MN: Maak je makkelijk zelf opnieuw die switch tussen het avontuurlijke van zo’n rally en je dagdagelijkse job?
Liebaert: “Eigenlijk wel, ja. Ik ben het intussen gewoon. Na m’n deelname aan Dakar had ik ook zo’n periode waarin ik niet goed besefte wat er mij net was overkomen en wat ik had meegemaakt. Je bent noodgedwongen zo geconcentreerd, dat je nadien even het tijdsbesef kwijt bent. De eerste rijdag lijkt zò lang geleden, terwijl dat amper twee weken geleden is. Vraag mij niet meer wat er op pakweg dag zeven gebeurd is, en of we toen duinen gereden hebben – ik weet het niet meer. Da’s raar. Gelukkig zijn er veel foto’s en video’s om de herinneringen levend te houden!”
MN: Wat is voor jou het grote verschil tussen de Africa Eco Race en de Dakar Rally?
Liebaert: “Voor mij zit het grote verschil ‘m erin dat er minder liaisons of verbindingsritten zijn. De Africa Eco Race is ruwweg 6.000 kilometer in totaal, verspreid over 12 dagen – de Dakar Rally is meer dan 8.000 kilometer lang, over 12-13 dagen. Dus minstens 2.000 kilometer aan verbindingsritten minder, dat is al een groot verschil. Op zich zijn de etappes of stages vergelijkbaar qua lengte (en tijdsduur). Ook de toppers zitten 4,5 tot 6 uur in het zadel. Maar naar aanvoelen zijn de specials in de Dakar Rally wat fysieker, extremer – één van de hoofdredenen waarom ik ‘m ooit zeker opnieuw wil rijden. Dat ligt mij wel.” (lacht) “Een ander groot verschil is het navigeren – daar had ik mij aanvankelijk wat op verkeken. Je navigeert in de AER veel meer in rechte lijn. Logisch, aangezien je in Dakar moet geraken, en er dus niet veel tijd is om lussen te rijden. Vaak had je 18 à 20 kilometer tussen je plaatjes op het roadbook, waardoor je zelfs op etappes van 480 kilometer héél weinig aanwijzingen had. Veel rechte pistes, en lange, snelle stukken – dat is echt een opvallend verschil. In Stage 10 bijvoorbeeld, was er na de ‘refuel’ een stuk van 150 kilometer quasi rechtdoor, waarbij je constant snelheden haalt van 130 km/u en meer. Waanzin.”

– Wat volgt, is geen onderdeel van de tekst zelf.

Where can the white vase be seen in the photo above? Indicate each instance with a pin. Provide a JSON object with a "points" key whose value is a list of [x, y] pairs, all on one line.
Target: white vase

“Verder rijd je ook minder en minder grote duinen – enkel in Mauretanië hebben we wat zachte duinen gereden. Maar nooit van het kaliber van de Dakar Rally. Maar tijdens de Dakar had ik dan wel weer meer comfort, aangezien ik toen begeleid werd door een team met trailer. ‘s Avonds was die lekker warm voor een goede nachtrust, en overdag kon hij via airco lekker afgekoeld worden. Die luxe was er nu niet, waardoor het allemaal ook een stuk fysieker aanvoelt.”
MN: De AER is natuurlijk iets meer ‘back to the basics’, en geënt op de oorspronkelijke opzet van de Dakar Rally, inclusief start in Europa en finish aan het Lac Rose. Is die geschiedenis voor jou belangrijk?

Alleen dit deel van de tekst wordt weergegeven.